İslam geldikten sonra her alanda olduğu gibi kayıt alanında da değişikler oldu. İslam gelir gelmez yazıdan söz etti. Okumadan, yazmadan, kalemden ve kitaptan bahsetti. Yazılı bir kaydın aktif olarak belirleyici rol oynaması Müslümanların ihtiyaç duyduğu bir şeydi. Kutsalın zarar görmesi endişesiyle dönemin imkanları doğrultusunda en sağlam ne şekilde korunabilirse bir bilgi, o şekilde korumaya çalıştılar. Buna rağmen gerek Kur’an’ın korunmuşluğu gerekse hadislerin aktarımı hususlarında hafızaya ve sözlü aktarıma güvenin hakim olduğunu gözlemleyebiliyoruz.

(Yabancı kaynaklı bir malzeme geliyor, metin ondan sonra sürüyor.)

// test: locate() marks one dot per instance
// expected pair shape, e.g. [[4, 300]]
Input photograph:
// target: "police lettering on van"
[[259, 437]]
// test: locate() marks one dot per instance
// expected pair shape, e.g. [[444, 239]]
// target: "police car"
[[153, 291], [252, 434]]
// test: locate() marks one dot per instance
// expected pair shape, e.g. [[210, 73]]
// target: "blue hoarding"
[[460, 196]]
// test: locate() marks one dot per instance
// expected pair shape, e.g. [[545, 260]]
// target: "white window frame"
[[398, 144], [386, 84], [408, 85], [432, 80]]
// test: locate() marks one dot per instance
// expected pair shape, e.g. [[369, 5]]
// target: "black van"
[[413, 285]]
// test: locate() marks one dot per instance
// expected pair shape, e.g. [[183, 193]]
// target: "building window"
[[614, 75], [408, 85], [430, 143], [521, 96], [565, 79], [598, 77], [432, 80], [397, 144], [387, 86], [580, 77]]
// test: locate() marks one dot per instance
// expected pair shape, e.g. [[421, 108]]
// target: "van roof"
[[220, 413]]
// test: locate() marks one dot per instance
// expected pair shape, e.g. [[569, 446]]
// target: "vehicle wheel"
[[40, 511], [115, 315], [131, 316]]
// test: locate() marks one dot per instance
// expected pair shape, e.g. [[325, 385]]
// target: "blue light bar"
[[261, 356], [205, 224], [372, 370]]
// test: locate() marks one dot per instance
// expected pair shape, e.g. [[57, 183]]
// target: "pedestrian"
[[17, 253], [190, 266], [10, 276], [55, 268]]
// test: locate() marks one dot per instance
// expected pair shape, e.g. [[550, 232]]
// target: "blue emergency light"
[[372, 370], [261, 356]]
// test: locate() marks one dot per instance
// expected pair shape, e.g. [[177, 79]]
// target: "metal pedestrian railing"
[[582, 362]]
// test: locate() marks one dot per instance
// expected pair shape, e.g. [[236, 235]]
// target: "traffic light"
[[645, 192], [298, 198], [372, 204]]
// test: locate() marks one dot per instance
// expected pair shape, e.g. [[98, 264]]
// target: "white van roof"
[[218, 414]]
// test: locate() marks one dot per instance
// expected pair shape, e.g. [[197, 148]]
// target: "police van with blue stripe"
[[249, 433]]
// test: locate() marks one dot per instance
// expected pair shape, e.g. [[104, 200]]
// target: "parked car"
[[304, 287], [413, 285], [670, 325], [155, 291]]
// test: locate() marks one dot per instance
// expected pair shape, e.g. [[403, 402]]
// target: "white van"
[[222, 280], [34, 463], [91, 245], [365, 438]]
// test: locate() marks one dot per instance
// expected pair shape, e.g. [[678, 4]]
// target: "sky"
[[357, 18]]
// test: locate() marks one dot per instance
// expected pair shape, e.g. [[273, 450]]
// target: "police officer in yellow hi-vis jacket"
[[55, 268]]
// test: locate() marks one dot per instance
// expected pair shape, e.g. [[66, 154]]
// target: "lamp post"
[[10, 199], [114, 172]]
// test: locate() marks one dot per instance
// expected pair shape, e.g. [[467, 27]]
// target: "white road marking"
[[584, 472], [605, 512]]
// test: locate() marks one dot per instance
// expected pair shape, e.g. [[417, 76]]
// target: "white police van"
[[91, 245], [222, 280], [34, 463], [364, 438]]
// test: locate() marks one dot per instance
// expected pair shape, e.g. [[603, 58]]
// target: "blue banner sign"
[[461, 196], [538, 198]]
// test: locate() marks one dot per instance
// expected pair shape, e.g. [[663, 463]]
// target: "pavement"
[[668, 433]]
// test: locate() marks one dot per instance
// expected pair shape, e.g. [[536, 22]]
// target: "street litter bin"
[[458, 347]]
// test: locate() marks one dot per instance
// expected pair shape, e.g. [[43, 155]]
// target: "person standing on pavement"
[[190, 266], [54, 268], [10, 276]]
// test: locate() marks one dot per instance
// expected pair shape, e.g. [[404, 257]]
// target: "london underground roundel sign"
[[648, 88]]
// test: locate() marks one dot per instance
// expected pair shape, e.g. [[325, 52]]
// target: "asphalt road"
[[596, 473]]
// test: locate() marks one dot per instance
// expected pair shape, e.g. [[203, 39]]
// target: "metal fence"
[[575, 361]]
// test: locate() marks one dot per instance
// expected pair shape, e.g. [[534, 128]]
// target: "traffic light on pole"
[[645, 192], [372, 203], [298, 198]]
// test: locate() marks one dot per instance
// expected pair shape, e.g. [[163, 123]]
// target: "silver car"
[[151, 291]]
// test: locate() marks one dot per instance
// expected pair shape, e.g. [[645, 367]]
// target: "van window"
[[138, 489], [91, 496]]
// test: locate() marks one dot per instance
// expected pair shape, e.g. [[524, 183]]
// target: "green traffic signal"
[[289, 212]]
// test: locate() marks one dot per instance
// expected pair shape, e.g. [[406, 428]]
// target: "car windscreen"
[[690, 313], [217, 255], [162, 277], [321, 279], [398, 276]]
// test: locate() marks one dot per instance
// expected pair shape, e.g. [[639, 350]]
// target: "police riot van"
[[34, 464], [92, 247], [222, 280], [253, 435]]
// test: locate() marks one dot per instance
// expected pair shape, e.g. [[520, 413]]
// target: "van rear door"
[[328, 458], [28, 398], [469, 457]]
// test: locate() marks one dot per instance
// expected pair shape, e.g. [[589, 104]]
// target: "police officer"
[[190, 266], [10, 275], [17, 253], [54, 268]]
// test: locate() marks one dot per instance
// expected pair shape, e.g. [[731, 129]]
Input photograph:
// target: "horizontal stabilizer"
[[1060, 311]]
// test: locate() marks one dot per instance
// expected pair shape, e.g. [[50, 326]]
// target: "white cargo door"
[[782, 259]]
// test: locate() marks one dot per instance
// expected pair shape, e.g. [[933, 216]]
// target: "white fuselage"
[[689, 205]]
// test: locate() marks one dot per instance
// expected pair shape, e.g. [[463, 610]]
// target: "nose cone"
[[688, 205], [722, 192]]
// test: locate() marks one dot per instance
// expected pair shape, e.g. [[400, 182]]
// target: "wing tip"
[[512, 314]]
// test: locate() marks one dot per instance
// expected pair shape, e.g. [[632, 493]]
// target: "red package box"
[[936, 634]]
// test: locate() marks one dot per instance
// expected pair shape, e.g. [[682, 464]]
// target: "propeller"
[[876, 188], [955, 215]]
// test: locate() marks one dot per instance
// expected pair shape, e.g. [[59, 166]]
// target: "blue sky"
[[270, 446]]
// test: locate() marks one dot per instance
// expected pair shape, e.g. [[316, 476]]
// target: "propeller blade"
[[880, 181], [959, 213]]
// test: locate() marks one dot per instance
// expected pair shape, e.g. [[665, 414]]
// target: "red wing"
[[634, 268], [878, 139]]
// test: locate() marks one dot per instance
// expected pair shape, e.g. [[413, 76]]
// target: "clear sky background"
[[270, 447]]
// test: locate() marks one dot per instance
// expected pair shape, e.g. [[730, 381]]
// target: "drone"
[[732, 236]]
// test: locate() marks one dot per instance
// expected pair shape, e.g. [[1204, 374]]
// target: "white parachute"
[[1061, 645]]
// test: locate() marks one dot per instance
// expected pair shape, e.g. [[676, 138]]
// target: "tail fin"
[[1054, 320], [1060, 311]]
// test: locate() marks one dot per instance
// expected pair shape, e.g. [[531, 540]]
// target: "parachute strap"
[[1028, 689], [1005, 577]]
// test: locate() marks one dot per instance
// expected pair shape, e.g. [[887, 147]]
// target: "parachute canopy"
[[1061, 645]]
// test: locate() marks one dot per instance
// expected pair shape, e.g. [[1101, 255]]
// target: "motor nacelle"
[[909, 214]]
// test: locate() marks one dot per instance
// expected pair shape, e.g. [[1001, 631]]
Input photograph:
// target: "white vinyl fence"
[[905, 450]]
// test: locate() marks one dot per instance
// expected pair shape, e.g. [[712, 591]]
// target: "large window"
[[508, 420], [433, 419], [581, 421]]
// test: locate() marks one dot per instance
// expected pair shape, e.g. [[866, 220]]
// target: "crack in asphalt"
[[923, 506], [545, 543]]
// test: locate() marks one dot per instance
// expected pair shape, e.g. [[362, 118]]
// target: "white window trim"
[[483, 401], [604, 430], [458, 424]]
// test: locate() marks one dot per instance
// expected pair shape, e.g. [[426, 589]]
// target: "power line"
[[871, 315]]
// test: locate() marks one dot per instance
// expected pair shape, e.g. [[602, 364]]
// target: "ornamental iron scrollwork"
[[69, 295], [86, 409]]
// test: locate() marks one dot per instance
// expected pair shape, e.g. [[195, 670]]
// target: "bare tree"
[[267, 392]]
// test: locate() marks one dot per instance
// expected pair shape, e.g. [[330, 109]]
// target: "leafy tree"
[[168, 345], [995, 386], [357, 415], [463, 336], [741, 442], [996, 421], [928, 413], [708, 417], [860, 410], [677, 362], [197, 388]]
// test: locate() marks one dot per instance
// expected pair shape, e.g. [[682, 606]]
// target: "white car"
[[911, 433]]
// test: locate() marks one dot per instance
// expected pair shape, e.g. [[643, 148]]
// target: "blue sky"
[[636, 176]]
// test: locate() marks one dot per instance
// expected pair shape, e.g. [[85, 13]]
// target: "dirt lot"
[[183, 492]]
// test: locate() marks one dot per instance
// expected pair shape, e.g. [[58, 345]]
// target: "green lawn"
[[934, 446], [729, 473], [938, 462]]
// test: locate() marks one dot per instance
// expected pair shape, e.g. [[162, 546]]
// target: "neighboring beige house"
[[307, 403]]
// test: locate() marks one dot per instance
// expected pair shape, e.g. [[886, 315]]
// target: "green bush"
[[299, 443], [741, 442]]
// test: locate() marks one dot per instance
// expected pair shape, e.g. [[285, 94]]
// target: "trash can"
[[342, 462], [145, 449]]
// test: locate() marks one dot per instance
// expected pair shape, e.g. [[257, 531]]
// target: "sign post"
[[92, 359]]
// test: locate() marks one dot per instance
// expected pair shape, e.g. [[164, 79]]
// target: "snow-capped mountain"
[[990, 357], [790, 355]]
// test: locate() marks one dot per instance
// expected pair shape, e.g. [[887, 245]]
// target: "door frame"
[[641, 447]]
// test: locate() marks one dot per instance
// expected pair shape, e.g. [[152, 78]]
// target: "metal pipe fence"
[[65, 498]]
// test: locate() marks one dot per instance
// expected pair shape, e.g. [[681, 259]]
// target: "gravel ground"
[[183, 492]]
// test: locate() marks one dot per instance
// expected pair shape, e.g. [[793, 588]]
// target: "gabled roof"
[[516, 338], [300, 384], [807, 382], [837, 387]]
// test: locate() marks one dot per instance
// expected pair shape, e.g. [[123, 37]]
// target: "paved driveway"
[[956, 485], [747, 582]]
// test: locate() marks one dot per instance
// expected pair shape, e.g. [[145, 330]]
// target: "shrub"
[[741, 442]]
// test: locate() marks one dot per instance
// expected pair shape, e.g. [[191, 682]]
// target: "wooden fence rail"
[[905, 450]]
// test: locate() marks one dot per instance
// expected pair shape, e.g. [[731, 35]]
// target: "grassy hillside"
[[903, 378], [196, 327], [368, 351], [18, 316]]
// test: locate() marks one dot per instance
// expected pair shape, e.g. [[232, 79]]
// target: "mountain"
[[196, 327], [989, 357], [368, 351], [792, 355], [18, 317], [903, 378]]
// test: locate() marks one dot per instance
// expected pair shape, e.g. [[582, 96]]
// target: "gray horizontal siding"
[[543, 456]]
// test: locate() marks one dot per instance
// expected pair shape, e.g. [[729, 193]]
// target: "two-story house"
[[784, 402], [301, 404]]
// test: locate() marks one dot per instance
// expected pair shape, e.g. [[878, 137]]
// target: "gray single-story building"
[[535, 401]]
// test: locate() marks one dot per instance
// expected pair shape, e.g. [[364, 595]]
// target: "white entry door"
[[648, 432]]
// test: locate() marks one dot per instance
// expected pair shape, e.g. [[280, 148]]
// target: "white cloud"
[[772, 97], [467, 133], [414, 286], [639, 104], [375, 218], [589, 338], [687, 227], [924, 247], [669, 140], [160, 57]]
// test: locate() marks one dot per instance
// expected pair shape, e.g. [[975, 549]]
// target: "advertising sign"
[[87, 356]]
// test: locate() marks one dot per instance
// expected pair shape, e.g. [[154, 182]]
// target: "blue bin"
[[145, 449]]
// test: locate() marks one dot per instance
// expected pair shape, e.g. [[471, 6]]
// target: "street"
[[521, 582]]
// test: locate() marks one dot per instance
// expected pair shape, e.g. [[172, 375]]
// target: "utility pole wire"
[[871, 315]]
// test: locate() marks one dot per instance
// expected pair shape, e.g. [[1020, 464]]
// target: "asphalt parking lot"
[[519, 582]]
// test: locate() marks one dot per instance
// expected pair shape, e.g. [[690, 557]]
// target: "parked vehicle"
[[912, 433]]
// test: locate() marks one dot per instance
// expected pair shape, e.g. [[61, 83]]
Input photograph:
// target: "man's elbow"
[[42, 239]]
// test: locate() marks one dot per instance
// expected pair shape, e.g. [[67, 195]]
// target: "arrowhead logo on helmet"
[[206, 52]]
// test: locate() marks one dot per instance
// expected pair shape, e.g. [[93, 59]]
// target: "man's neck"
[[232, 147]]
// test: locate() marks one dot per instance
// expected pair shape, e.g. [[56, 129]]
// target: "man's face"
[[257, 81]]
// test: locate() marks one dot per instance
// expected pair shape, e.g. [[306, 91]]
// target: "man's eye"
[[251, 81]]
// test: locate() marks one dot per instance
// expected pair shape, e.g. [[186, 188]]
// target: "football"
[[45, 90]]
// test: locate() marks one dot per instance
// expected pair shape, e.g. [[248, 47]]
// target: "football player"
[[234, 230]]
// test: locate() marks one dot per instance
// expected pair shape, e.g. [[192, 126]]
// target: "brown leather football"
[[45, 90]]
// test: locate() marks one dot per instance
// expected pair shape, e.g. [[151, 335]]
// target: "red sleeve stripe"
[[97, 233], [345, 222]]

Bu, onların sözle aktardıkları bilgileri yazmadıkları anlamına gelmese de hakim olan anlayışın daha çok sözlü anlam aktarımına dayandığı gözlemlenebilir.
İslam geleneğinde kayıt meselesi çok uzun, çetrefilli ve zaten kısa bir yazının sınırlarını hayli aşan bir konudur. Şimdi yazıda ele almak istediğim konuya geçiş yapayım ki bu, başlığın ikinci kısmının izahı demektir.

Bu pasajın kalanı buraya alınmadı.